Aliens was the moment in which a new mode of the Military-Industrial-Entertainment became visible. Virilio argued that Aliens' privileging of military hardware 'could only lead in the end to the extinction of the talking film, its complete replacement by film trailers for hardened militarists'. In fact, the talking film has been replaced by the shoot-em-up videogame whose picnoleptic delirium is flat with the prosecution of the Sega-Sony-CNN war. 'Realists' who attacked Baudrillard and Virilio for their insistence upon the fact that war is now constitutively mediatized missed the point that hyperrealization is precisely what permits the production of very real deaths on a mass scale.

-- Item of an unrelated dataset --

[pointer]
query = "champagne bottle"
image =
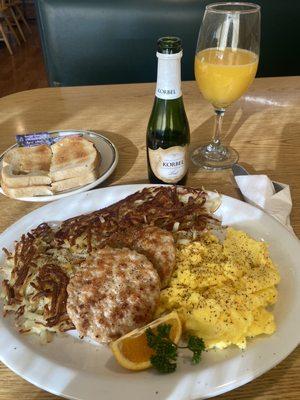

Verminization not only transforms the Enemy into a subhuman swarm that cannot be reasoned with, only destroyed; it also makes 'us' into victims of its repulsive, invasive agency. As Virilo perspicaciously observed, Aliens itself operated 'a bit like a Terrorist attack. Women and children are slaughtered in order to create an irreversible situation, an irremediable hatred. The presence of the little victim has no theatrical value other than to dispose us to accept the madness of the massacres...'

While 'we' have 'families' who are being senselessly killed, vermin have neither memory nor motive; they act unreflexively, autonomically. Their extermination is a practical problem; it is simply a matter of finding their nests and using the right kind of weapon. Applying this thinking to Hezbullah or any other group is appalling racism, naturally, but also astonishingly poor strategy, implying no understanding of Terrorism whatsoever. Destroy all the infrastructure, kill all the operatives: but you will have only created more Images of atrocity; indestructrible and infinitely replayayble repositories of affect, which, by demanding response and producing (a usually entirely justified) recrimination, act as the best intensifiers and amplifiers of Terror.